以上、本発明の一実施形態について説明したが、本発明は上述した実施形態に限定されないのであって、上述した実施形態の一部を変更して実施することができる。すなわち、本発明の冷却構造では、スペーサのうちシリンダの外周壁面に接触する箇所が、当該外周面の表面の状態に倣って変形する柔軟性を有していればよく、したがってシート部の全体を柔軟材によって構成する代わりに、シリンダの外周壁面に接触する箇所のみを柔軟材によって構成してもよい。その場合、当該柔軟材を取り付けるシート部はウォータージャケットの形状に沿うように変形できる可撓性を有していればよく、弾性はその素材の元来の弾性であってよく、あるいはメッシュシートのように伸縮性を有するものであってもよい。また、本発明における係合部は、止め部における傾斜面に線接触もしくは面接触するように傾斜した面を有していることが好ましいが、必ずしもテーパ形状である必要はない。さらに、その係合部にシート部を連結する構成は、上述したスリットとそのスリットに差し込まれるシート部における頭部とによる構成に限られないのであり、シート部や係合部の素材の性質あるいは特性などに応じて適宜の構成を採用してよい。またさらに、スペーサは、上述したいわゆる下ジャケット部3bに限らず上ジャケット部3aに設けてもよく、あるいはウォータージャケットの全体に設けてもよい。
1 シリンダブロック
2 シリンダ
3 ウォータージャケット
3a 上ジャケット部
3b 下ジャケット部
3c 端部ジャケット部
4 スペーサ
5 係合部
6 シート部
7 形状保持材
8 スリット
9 頭部
10 軸部
11 止め部
11a 係止面
31 内側側壁
32 外側側壁
2 シリンダ
3 ウォータージャケット
3a 上ジャケット部
3b 下ジャケット部
3c 端部ジャケット部
4 スペーサ
5 係合部
6 シート部
7 形状保持材
8 スリット
9 頭部
10 軸部
11 止め部
11a 係止面
31 内側側壁
32 外側側壁
Claims (5)
- 複数のシリンダが互いに隣接して配列され、前記シリンダの外周側に冷却水が流通するウォータージャケットが設けられ、前記ウォータージャケットの内部にスペーサが挿入されているシリンダブロックの冷却構造において、
前記スペーサは、複数の前記シリンダの配列方向に長いシート部を有し、
前記シート部のうち、少なくとも前記シリンダの外周壁面に接触する箇所が、前記外周壁面の形状に倣って変形する柔軟性を有する柔軟材によって構成され、
前記シート部の長手方向の両端部に係合部が設けられ、
前記係合部を前記長手方向に対して係合させて前記シート部に引張力を作用させることにより前記柔軟材を前記シリンダの外周壁面に押し付ける一対の止め部が前記ウォータージャケットの内部に設けられている
ことを特徴とするシリンダブロックの冷却構造。
- 請求項1に記載のシリンダブロックの冷却構造において、
前記シート部の前記シリンダの外周壁面に接触する箇所を含む全体が前記柔軟材によって構成されていることを特徴とするシリンダブロックの冷却構造。

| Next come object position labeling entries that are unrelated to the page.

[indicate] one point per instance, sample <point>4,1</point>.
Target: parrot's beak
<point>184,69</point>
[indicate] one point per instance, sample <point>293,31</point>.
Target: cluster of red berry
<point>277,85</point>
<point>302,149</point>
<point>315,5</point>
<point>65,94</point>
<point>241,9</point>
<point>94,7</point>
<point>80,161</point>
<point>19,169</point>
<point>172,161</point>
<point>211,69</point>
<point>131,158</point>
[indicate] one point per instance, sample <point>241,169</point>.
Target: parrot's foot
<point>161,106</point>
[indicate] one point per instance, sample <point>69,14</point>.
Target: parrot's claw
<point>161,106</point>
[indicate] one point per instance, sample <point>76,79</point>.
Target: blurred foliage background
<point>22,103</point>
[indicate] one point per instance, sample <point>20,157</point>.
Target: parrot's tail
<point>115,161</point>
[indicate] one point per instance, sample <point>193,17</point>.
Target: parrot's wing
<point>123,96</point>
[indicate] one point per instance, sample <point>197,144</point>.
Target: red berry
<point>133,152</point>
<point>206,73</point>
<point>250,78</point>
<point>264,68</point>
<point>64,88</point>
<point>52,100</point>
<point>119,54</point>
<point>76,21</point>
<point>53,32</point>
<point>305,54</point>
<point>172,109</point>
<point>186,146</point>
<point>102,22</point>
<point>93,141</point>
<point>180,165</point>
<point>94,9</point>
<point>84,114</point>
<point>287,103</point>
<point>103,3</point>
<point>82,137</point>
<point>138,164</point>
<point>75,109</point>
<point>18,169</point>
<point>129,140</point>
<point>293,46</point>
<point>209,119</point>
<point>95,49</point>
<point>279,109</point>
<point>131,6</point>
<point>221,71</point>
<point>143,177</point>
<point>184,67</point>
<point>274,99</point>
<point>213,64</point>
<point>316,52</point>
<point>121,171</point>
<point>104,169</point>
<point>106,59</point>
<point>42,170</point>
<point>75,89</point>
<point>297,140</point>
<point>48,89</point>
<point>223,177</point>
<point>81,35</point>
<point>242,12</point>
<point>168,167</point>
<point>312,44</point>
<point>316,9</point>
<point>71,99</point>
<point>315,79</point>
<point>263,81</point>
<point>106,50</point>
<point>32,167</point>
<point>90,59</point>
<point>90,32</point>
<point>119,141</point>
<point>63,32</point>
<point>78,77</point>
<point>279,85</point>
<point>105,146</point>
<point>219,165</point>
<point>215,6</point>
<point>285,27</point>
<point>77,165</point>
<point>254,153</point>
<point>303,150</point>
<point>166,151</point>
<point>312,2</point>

- 請求項2に記載のシリンダブロックの冷却構造において、
前記シート部の表裏両面のうち、前記シリンダの外周壁面に接触する表面とは反対側の裏面に、前記シート部よりも低い柔軟性を有しかつ前記シート部の形状保持力を補強する形状保持材が設けられている
ことを特徴とするシリンダブロックの冷却構造。
- 請求項2または3に記載のシリンダブロックの冷却構造において、
前記シート部は、前記柔軟材としてのゴムシートであることを特徴とするシリンダブロックの冷却構造。
- 請求項1ないし4のいずれか一項に記載のシリンダブロックの冷却構造において、
一対の前記止め部のそれぞれは、前記ウォータージャケットの内部で前記シリンダの配列方向に離隔して設けられるとともに、
前記止め部のそれぞれは、前記係合部を接触させて前記引張力による前記係合部の移動を規制する係止面を有し、
前記係止面は、前記シリンダの配列方向での前記係止面同士の間隔が前記ウォータージャケットの底部側で次第に広くなる傾斜面とされている
ことを特徴とするシリンダブロックの冷却構造。